The Obama Justice Department is also threatening South Carolina with a lawsuit over an anti-AIDS program that saves lives in the state’s prisons. South Carolina tests incoming inmates for AIDS, and “half of those tested never knew they were infected. The testing policy saves lives because treatment starts immediately, at state expense.” The Administration ridiculously claims this is an unconstitutional invasion of privacy. But the Supreme Court has made clear that prisons have broad powers to restricts’ inmates rights to protect health or safety, or to promote any other legitimate correctional or penological purposes. (Indeed, the Supreme Court’s decision in Beard v. Banks says that prisons can even restrict what inmates read. South Carolina is not trying to do anything that extreme.)
The Obama administration also claims that the policy violates the disabled-rights laws, even though it saves lives, because it provides “separate living facilities” for prisoners with AIDS. South Carolina’s program “has worked so well since 1998 that there has only been a single transmission of HIV/AIDS to a single prisoner.” In other prison systems, many lives have been lost due to transmission of HIV to previously uninfected inmates. The Obama Justice Department’s demand could thus result in many deaths.

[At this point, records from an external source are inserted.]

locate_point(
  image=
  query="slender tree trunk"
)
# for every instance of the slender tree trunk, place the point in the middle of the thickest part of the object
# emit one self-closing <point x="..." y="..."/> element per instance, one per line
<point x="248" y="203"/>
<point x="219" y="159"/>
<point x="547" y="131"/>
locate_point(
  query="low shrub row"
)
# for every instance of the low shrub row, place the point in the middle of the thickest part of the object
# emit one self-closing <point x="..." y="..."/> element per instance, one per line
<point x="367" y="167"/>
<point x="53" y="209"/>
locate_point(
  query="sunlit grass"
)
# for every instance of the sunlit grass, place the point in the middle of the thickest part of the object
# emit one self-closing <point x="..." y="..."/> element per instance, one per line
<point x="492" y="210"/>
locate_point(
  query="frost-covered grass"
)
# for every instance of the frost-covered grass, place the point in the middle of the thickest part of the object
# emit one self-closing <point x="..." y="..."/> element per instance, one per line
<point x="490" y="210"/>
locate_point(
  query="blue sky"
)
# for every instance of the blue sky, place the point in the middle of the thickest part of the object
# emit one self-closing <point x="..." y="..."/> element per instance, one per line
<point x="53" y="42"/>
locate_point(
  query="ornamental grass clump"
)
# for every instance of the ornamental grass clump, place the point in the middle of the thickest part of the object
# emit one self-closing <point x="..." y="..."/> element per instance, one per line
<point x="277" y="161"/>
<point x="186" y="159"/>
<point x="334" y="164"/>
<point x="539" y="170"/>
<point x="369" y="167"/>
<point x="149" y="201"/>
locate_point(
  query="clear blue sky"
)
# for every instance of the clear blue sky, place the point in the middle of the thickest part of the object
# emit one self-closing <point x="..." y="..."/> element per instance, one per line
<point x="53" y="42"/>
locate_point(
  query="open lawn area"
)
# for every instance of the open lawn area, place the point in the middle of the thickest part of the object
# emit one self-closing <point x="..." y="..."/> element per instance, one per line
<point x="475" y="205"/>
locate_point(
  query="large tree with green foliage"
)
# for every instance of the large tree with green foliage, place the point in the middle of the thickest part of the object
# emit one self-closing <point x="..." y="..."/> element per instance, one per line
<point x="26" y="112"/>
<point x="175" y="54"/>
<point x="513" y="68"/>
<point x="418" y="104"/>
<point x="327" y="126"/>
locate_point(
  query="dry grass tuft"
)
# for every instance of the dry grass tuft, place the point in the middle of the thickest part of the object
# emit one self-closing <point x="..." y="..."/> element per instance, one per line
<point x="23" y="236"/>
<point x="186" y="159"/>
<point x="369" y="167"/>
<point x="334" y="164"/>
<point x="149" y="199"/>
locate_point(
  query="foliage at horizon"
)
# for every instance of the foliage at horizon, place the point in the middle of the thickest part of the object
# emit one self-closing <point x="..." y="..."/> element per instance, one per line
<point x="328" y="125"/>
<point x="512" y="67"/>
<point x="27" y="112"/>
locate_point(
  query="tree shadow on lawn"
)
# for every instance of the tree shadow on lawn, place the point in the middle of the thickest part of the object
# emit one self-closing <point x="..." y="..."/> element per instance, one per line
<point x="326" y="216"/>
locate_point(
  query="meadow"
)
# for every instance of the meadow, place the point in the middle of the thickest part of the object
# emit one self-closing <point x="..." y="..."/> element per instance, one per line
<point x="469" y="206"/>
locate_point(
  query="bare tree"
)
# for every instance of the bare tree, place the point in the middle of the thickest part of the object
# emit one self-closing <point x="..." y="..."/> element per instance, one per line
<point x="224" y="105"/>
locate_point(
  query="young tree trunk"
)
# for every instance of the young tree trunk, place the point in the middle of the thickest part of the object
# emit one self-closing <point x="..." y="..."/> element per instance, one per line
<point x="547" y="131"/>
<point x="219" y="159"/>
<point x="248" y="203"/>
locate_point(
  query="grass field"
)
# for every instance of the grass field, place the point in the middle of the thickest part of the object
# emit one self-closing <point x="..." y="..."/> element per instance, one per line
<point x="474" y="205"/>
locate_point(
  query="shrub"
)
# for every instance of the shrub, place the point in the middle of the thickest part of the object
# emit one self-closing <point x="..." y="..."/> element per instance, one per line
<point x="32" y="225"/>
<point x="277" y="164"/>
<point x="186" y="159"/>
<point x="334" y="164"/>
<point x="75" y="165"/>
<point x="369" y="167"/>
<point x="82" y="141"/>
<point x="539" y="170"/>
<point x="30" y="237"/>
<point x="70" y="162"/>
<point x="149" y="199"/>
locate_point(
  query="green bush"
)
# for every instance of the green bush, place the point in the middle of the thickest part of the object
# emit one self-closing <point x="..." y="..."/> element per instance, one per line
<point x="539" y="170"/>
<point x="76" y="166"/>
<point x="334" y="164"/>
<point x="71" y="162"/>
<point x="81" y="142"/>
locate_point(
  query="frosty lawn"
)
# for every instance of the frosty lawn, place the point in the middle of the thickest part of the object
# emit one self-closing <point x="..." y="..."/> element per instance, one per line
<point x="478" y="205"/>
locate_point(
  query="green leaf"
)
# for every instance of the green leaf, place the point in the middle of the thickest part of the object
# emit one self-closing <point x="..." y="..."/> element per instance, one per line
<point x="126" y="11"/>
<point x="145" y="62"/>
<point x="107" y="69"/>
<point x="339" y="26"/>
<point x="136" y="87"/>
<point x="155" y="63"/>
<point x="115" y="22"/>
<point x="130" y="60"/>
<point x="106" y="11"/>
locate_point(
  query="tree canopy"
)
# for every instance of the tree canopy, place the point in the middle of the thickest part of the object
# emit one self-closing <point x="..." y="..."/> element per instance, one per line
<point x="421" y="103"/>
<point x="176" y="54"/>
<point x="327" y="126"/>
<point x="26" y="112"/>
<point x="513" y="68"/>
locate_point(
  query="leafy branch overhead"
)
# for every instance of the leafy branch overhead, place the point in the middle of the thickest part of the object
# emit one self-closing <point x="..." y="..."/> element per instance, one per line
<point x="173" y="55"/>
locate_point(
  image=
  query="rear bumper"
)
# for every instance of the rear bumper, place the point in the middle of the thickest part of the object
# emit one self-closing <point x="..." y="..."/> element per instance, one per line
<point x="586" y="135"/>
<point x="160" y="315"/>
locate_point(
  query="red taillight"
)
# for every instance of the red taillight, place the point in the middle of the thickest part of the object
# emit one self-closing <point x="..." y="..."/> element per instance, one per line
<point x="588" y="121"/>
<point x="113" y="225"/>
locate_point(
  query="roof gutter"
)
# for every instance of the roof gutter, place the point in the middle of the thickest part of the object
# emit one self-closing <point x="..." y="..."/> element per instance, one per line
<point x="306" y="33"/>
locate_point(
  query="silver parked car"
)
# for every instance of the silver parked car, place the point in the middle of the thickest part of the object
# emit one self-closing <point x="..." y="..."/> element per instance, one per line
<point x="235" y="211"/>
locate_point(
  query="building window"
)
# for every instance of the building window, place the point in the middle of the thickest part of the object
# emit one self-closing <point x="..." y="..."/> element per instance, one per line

The Obama Administration’s claim is flatly inconsistent with a federal appeals court ruling that held that even a tiny risk of HIV transmission can justify sweeping anti-AIDS measures like not employing a surgeon with AIDS, given the lethal nature of AIDS. (See Doe v. University of Maryland Medical System Corp., 50 F.3d 1261 (4th Cir. 1995).) That ruling is binding precedent in South Carolina, and it rejected challenges under both the Americans with Disabilities Act and its sister statute, the Rehabilitation Act.
Moreover, South Carolina is not trying to go nearly as far as the federal appeals court held was permissible, in its sensible measure to save lives–it is not firing anyone, just housing them separately. Prison officials are given more leeway to take HIV-positive status into account than employers are, given the extra deference that courts give to prison administrators. Even the most liberal federal appeals court upheld a policy of denying inmates who tested positive for HIV access to food service jobs. (See Gates v. Rowland, 39 F.3d 1439 (9th Cir. 1994).)
The Obama administration also wants to use the Americans with Disabilities Act to regulate the Internet. It also has signed an international treaty on disabilities-rights that could undermine American sovereignty.
Deferring to the Justice Department, the most-liberal federal appeals court recently ruled against Chipotle in a lawsuit that will lead to hundreds of thousands of dollars in damages and attorney fees–and a catch-22 against the company, which must lower its employee counter tops to make them easier for disabled patrons to view (to satisfy the ADA), but must simultaneously keep them high to comply with worker-safety rules. (Ironically, the court’s ruling in Antoninetti v. Chipotle conflicted with one of its own past rulings, violating the rule that a panel of an appeals court cannot contradict an earlier panel. It also rewarded nuisance litigation.)